Ich verwende seit einiger Zeit lineare Modelle, um 2-Stichproben-Proportionen-Tests durchzuführen, habe jedoch festgestellt, dass dies möglicherweise nicht vollständig korrekt ist. Es scheint, dass die Verwendung eines verallgemeinerten linearen Modells mit einer Binomialfamilie + Identitätsverknüpfung genau die ungepoolten 2-Stichproben-Proportionen-Testergebnisse liefert. Die Verwendung eines linearen Modells (oder Glm mit Gaußscher Familie) ergibt jedoch ein etwas anderes Ergebnis.
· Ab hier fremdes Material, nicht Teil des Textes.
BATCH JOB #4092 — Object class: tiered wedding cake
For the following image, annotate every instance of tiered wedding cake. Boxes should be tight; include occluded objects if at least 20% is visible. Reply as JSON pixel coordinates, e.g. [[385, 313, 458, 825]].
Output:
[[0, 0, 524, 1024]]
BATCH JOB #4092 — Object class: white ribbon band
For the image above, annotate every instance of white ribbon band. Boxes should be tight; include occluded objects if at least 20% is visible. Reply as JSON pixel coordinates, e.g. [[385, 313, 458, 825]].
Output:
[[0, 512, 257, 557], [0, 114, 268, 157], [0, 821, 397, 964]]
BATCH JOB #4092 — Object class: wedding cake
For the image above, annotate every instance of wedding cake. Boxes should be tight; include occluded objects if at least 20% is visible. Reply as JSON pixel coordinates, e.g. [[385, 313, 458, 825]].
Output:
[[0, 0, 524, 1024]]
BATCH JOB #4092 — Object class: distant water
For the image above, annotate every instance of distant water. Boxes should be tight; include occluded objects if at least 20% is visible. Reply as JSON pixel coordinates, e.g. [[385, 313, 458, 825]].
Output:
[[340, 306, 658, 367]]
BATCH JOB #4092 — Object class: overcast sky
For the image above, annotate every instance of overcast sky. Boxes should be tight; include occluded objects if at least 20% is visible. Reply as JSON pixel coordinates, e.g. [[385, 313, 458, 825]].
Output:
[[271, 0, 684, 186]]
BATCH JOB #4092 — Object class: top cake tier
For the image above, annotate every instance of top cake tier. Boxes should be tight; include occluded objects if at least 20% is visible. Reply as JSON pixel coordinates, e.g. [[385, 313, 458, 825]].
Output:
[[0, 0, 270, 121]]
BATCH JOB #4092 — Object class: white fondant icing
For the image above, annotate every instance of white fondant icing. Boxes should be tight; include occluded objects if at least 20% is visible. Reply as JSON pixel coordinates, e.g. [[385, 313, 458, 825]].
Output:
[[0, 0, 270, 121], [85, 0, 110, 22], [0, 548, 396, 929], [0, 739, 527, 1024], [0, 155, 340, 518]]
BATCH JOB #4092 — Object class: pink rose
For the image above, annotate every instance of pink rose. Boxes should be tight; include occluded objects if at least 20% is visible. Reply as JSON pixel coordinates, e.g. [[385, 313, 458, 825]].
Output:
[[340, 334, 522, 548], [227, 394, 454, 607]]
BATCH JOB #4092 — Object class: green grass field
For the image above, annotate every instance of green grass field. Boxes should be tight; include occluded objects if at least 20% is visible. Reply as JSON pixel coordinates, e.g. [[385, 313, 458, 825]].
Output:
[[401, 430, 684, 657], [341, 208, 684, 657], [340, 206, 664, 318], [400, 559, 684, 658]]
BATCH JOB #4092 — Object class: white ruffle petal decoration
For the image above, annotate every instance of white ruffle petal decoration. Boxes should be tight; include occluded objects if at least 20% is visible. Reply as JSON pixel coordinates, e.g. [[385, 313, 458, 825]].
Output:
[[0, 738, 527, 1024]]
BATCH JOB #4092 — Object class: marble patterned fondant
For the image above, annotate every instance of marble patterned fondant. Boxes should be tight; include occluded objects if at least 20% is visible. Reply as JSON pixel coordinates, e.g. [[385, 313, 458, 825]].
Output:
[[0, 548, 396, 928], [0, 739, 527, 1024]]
Ich begründe, dass dies daran liegen könnte, wie R glm für binomische vs. gaußsche Familien löst, aber könnte es eine andere Ursache geben?
## prop.test gives pooled 2-sample proportion result
## glm w/ binomial family gives unpooled 2-sample proportion result
## lm and glm w/ gaussian family give unknown result
library(dplyr)
library(broom)
set.seed(12345)
## set up dataframe -------------------------
n_A <- 5000
n_B <- 5000
outcome <- rbinom(
n = n_A + n_B,
size = 1,
prob = 0.5
)
treatment <- c(
rep("A", n_A),
rep("B", n_B)
)
df <- tbl_df(data.frame(outcome = outcome, treatment = treatment))
## by hand, 2-sample prop tests ---------------------------------------------
p_A <- sum(df$outcome[df$treatment == "A"])/n_A
p_B <- sum(df$outcome[df$treatment == "B"])/n_B
p_pooled <- sum(df$outcome)/(n_A + n_B)
z_pooled <- (p_B - p_A) / sqrt( p_pooled * (1 - p_pooled) * (1/n_A + 1/n_B) )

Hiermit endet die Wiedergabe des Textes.